Some in downtown West Bend group regret overpaying for students’ ideas
Officials paid almost $10,000 to host brainstorming session

By Ralph Chapoco

Jan. 9, 2019

C.J. Morgan of West Bend walks south on Main street near a vacant store front
Tuesday morning in downtown West Bend.
John Ehlke/Daily News

WEST BEND — Members of the Downtown West Bend Business Improvement District expressed some buyer’s remorse when they reviewed some of the ideas the high school and college students generated as part of The Commons group.

“I would just like to echo the thought that I think we overpaid in hindsight for this opportunity and that we should be more careful next time that we consider this sort of brainstorming activity,” Alderman Michael Christian said, who is also a member of the business improvement district.

Officials paid almost $10,000 for the opportunity to host students to develop ideas for improving the downtown. The idea was borne from a meeting during the first months of 2018 when board president Mike Husar requested Economic Development Manager Adam Gitter obtain a record of the vacant spaces, along with the businesses that occupied the buildings in the downtown.

That idea morphed into a more comprehensive project to generate general ideas for improving the downtown.

Gitter provided them with an overview of the project, along with the ideas that about 30 students generated when they spent that October day in West Bend.

Representatives from The Commons, the group tasked with overseeing the project, recruited them from Marquette University, the University of Wisconsin-Milwaukee, along with several others to generate ideas for improving the location.

Participants spent the morning exploring the downtown, visiting with guests of the farmers’ market to ask a series of questions to receive their feedback regarding the area, from Main Street to the adjacent thoroughfares.

They then gathered at the Museum of Wisconsin Art to begin one of the three sessions, each focusing on a different aspect of the downtown: public spaces, the empty storefronts, as well as the programming designed to attract people to the area.

Once those were completed, they were then tasked with coordinating the disparate ideas into an overall strategy.

Among the proposals to improve the public spaces was an idea for providing a digital experience for visitors.

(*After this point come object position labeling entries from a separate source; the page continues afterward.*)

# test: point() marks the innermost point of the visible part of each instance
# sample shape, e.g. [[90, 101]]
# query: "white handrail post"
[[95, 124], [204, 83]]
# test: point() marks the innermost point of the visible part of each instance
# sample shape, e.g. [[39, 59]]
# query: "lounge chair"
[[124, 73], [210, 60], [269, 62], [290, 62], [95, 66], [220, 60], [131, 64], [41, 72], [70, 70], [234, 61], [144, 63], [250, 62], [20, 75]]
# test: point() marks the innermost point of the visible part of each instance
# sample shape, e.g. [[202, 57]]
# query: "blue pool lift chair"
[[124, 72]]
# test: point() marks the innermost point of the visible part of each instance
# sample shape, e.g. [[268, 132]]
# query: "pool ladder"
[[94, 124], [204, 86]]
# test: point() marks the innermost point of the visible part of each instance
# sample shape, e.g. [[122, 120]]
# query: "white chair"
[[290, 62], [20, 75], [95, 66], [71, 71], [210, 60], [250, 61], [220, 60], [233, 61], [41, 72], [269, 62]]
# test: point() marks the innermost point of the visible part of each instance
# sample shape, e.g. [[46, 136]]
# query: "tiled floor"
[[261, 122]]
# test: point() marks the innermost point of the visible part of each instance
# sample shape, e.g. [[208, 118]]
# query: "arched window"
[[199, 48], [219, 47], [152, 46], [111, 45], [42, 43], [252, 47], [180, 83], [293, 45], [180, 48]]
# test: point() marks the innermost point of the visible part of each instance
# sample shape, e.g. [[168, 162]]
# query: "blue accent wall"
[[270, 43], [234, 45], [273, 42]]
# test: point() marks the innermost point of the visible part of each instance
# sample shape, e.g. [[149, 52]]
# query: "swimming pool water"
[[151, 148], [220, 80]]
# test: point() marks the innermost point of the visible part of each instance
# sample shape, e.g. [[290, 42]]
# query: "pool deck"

“It is more foot traffic, traveling, walking, getting those people in front of those storefronts, walking past them to go see destination art and things like that,” Gitter said when describing the idea. “One of the things this reminds me of is The Ghost Train in Shorewood. They have a Ghost Train but is actually a light show that travels through. People buy tickets to go to this thing.”

In terms of storefronts, one group developed a plan to dedicate space for live entertainment, reasoning that it would appeal to a population who wanted to gain exposure. Restaurants could use the space to accommodate live entertainment if it was conducive to use their venues.

“The storefronts aspect of this project seemed more disappointing to me than any of the other aspects,” Christian said. “It is fine to have pie on the sky ideas about, ‘Oh, wouldn’t it be great to have this sort of business there.’ Essentially, the business culture itself has to be available and someone has to have these ideas. As a community, as a city, we can’t just go into business for ourselves on these ideas.”

He believed ideas about the process for filling the storefronts and recruiting businesses into the spaces would have been more helpful.

To address programming, one group developed a proposal to close the downtown to vehicular traffic. Green paces would be encouraged, as well as establishing additional seating outside of the restaurants.

“I am thinking that for the amount of money that we spent, which was a lot of money, I think it is an overview of stuff that has already been talked about,” board member Peggy Fischer said.

She added that, “I was hoping that we would see some ideas on how we would bring some diversification into West Bend, beyond the Irish and Germans that are here. I was looking for hopefully some involvement in Latino or African-American (populations), and how we would encourage that into our community.”

Some, including Husar disagreed, believing the event highlighted ideas to establish West Bend as a destination for people to visit and live. A recurring idea among the students was to establish the downtown area a pet-friendly location.

Officials could accommodate that with waste and water stations along Main Street and the riverwalk area.

“When I made my business pet friendly, I cannot tell you how many people come walking into my store with their dogs, from little dogs to big (dogs),” Husar said. “I mean I had a Great Dane in there once, but they didn’t want to leave their, as I would call them, my ‘child’ in the car when I was shopping.”